Wie man Schwester eines Autisten ist
Mein Sohn ist bald 5, meine Tochter 3. Nur 1,5 Jahre trennen die beiden. Würde ich das im nächsten Leben nochmal so machen? Wohl eher nicht.
Die erste Zeit war hart. Mein Sohn war selbst noch ein Baby als meine Tochter geboren wurde. Wir wussten noch nicht, dass er besondere Pflege braucht. Er hatte in der ersten Zeit so Stress, dass er sich abends im Mund blutig gebissen hat. Jeden Morgen fand ich einen neuen Blutfleck in seinem Bett und ich wusste erst nicht woher es kommt. Aber was macht man da? (Heute haben wir einen Kauschlauch aus Kautschuck für ihn. Denn das Kauen ist leider als Marotte geblieben.)

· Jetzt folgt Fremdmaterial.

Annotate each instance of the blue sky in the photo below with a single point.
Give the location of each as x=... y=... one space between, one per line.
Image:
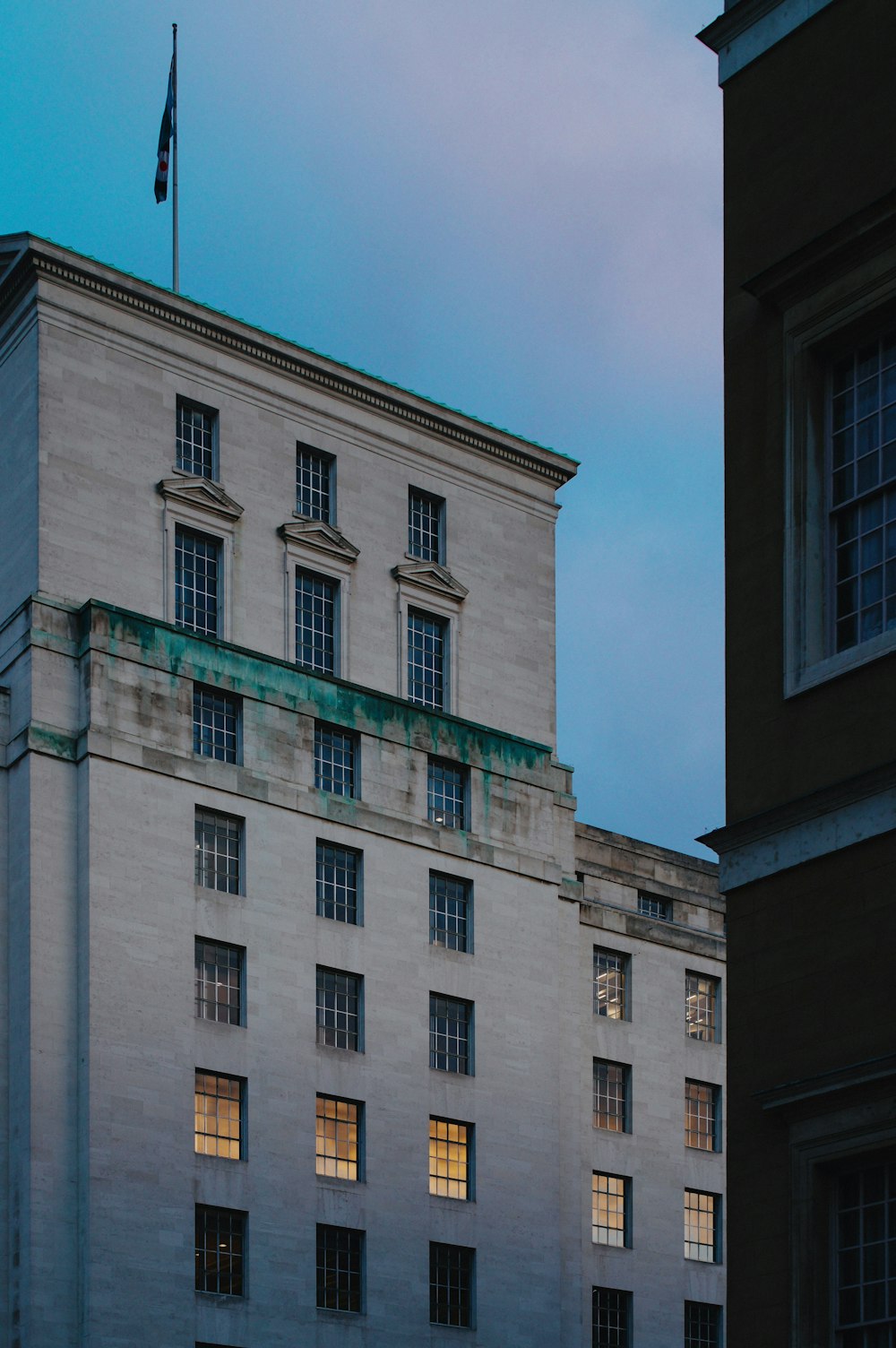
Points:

Er liebt seine Schwester, aber sie ist eben auch ganz anders als er. Sie liebt Menschen, liebt die Aufmerksamkeit, das Gesellige. Sie mag nicht gern allein sein und Zurückweisung erträgt sie ganz schlecht. Sie ist sehr feinfühlig und schnell verletzt.... ganz schlechte Voraussetzungen, wenn man mit einem Autisten leben muss.
Sie möchte gern bei ihm sein, aber ihn stresst das so sehr, dass er regelmäßig einen Rappel kriegt. Heute zum Beispiel wieder war mein Sohn sehr aufgeregt, da er bei den Großeltern übernachten sollte. Er musste beim Tasche packen helfen. Da kommt seine Schwester ins Zimmer. Seine Aufmerksamkeit ist so sprunghaft, dass ich ihn sehr schnell ”verliere” und wenn dann ein quirliger “Störfaktor” dazwischen funkt, kann er sich gar nicht mehr konzentrieren, was für alle sehr nervig und stressig ist.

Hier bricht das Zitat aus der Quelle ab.